Nach dem Tode des Erblassers wurde das Geschäft unter der bisherigen Firma - zunächst von der Mutter, später von dieser und dem älteren Sohn - fortgeführt. Mit Vollendung seines 25. Lebensjahrs beanspruchte auch der Kläger die ihm zustehende Geschäftsbeteiligung. Der zwischen ihm und seiner Mutter um die Auslegung des Testaments geführte Rechtsstreit endete mit einer Anerkennung des Klägers als Miterbe. Am 12. 7. 1976 meldeten die Erben den Eintritt des Klägers in die Firma der (zuständigen) Stadt X, mit notarieller Urkunde vom . . . 1976 erklärten sie gegenüber dem Handelsregister, daß die Firma durch die Erben in ungeteilter Miterbengemeinschaft fortgeführt werde; dies wurde am . . . 1976 im Handelsregister eingetragen. Der Kläger hatte zunächst, zumindest zeitweise, im Betrieb mitgearbeitet. In der folgenden Zeit kam es jedoch zwischen dem Kläger einerseits und den beiden übrigen Miterben andererseits immer wieder zu Streitigkeiten. Der Kläger führte zahlreiche Zivilprozesse, um seine Stellung und Rechte in der Firma zu behaupten, so u. a. eine Klage auf Bucheinsicht und Auskunft über verschiedene Geschäftsvorfälle. Am 27. Dezember 1978 ließ die Beigeladene zu 2. ,,ein eventuell bestehendes Gesellschaftsverhältnis betreffend die Firma sowie die Erbengemeinschaft nach dem Tode des Vaters" zum 31. Dezember 1979 kündigen. Im Gegenzug dazu erhob der Kläger seinerseits Klage mit dem Antrag, Mutter und Bruder aus der Firma auszuschließen. Am 10. August 1981 beantragte der Bruder des Klägers die Teilungsversteigerung zum Zwecke der Auseinandersetzung der Erbengemeinschaft. Dieses Verfahren endete mit einem Vergleich, nach dem der Kläger für die Übertragung seines ,,Anteils an der Erbengemeinschaft nach A aus seiner Beteiligung am Handelsgeschäft Firma A in Erbengemeinschaft, und am Anwesen Y-Straße zum Zwecke der Auseinandersetzung der Erbengemeinschaft mit Wirkung vom 1. Januar 1983" von seinem Bruder einen Betrag von . . . DM erhielt. Von dem Abfindungsbetrag entfallen, wie zwischen den Parteien unstreitig ist, . . . DM auf den Anteil des Klägers am Geschäft, . . . DM auf Werte des Privatvermögens.

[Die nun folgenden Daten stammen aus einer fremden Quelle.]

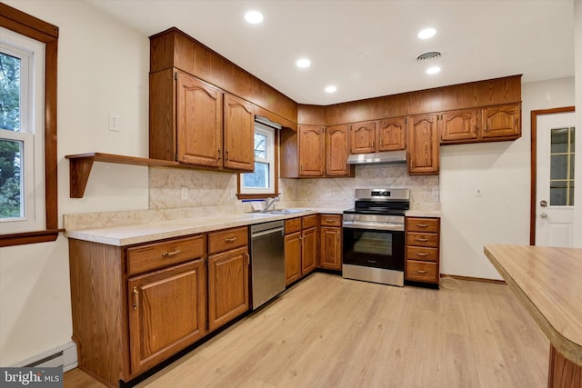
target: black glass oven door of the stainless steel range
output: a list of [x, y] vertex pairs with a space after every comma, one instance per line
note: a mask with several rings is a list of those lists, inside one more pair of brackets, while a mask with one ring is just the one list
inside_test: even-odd
[[344, 227], [343, 264], [404, 272], [404, 231]]

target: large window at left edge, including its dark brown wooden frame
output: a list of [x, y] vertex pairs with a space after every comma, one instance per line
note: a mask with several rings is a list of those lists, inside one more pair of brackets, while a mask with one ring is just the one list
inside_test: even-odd
[[0, 246], [54, 241], [58, 28], [0, 14]]

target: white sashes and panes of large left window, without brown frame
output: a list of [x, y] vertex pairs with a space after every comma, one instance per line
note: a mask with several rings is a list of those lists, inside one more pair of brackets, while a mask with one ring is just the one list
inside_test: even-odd
[[45, 228], [45, 45], [0, 29], [0, 231]]

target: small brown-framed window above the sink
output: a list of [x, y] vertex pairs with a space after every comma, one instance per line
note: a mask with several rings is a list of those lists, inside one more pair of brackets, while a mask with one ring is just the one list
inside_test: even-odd
[[265, 198], [276, 195], [276, 154], [276, 130], [255, 123], [255, 171], [239, 175], [239, 198]]

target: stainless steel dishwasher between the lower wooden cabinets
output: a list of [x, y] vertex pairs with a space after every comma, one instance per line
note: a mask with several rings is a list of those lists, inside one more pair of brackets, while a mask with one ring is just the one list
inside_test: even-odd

Der Beklagte und Revisionsbeklagte (das Finanzamt - FA -) erfaßte in dem unter dem Vorbehalt der Nachprüfung gemäß § 164 Abs. 1 der Abgabenordnung (AO 1977) ergangenen Feststellungsbescheid für das Streitjahr einen Veräußerungsgewinn des Klägers i. S. der §§ 16, 34 des Einkommensteuergesetzes (EStG) in Höhe von zunächst . . . DM. Nach Durchführung einer Betriebsprüfung wurde der Veräußerungsgewinn im Einspruchsverfahren auf . . . DM festgestellt und im Rahmen der Gewinnverteilung dem Kläger zugerechnet. Der Einspruch, mit dem der Kläger geltend machte, er sei nie Mitunternehmer gewesen und damit sei auch ein Veräußerungsgewinn wegen des privaten Charakters der Erbauseinandersetzung nicht entstanden, blieb erfolglos.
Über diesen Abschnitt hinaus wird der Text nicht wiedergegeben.